I’ve been grinding through my first year as an analyst, and honestly, the criteria for making associate feels completely opaque. Like, I see people around me pulling similar hours, closing similar deals, but some are clearly on the fast track and others… aren’t. I’m trying to figure out what I’m actually missing. Is it the technical skills? The relationship with your MD? How you handle pressure? I’ve talked to a few senior people, but most just say “do good work,” which tells me nothing. I’m wondering if anyone here has actually cracked the code on this. What separates the analysts who are getting teed up for associate from the ones stuck in purgatory? And be real with me—what soft skills am I probably underestimating right now?

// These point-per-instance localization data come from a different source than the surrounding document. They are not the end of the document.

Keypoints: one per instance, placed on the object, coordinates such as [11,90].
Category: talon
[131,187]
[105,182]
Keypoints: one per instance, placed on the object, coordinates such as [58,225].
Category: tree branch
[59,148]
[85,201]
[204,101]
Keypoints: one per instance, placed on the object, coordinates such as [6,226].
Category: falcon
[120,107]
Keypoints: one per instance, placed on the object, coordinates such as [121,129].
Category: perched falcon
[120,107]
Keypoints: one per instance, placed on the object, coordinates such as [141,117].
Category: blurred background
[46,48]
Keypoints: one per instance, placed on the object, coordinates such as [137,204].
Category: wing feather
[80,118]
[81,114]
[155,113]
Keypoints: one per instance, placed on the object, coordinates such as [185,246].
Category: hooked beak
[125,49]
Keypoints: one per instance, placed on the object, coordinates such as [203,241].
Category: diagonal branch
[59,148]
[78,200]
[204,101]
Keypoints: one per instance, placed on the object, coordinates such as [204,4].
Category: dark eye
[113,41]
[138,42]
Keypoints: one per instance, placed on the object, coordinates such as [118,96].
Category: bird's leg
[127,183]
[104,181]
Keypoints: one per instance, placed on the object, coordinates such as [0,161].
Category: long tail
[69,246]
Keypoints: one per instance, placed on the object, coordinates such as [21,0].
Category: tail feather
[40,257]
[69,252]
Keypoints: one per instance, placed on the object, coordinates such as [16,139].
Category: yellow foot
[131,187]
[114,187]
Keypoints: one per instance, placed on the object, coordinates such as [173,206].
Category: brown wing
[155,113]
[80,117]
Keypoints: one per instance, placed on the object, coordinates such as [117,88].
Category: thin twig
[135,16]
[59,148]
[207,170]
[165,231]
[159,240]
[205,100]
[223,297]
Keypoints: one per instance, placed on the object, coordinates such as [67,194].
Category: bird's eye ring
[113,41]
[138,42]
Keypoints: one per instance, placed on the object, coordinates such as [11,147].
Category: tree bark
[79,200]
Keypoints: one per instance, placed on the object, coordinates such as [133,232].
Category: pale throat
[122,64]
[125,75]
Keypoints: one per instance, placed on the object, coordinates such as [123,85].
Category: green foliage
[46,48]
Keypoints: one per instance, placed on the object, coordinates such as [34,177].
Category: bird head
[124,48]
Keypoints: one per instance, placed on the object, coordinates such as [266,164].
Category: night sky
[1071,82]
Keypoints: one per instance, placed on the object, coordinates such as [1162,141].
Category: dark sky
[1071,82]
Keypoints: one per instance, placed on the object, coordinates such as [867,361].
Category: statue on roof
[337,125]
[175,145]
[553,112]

lol, ‘do good work’ is what they say because it’s safer than admitting it’s half politics, half luck. yeah you gotta be technically sound, but honestly? it’s about who your sponsor is and whether you’ve managed to be useful to someone with actual pull. i’ve seen mediocre analysts make it because they kissed enough senior butts, and i’ve seen sharp ones stuck because they annoyed the wrong person. networking up matters way more than most people admit.
the soft skill nobody talks about is knowing when to shut up and when to speak up. analysts who make it don’t just execute—they read the room, they know when to push back without looking cocky, they make their managing directors look good in front of partners. it’s theater, basically. master that and you’re halfway there.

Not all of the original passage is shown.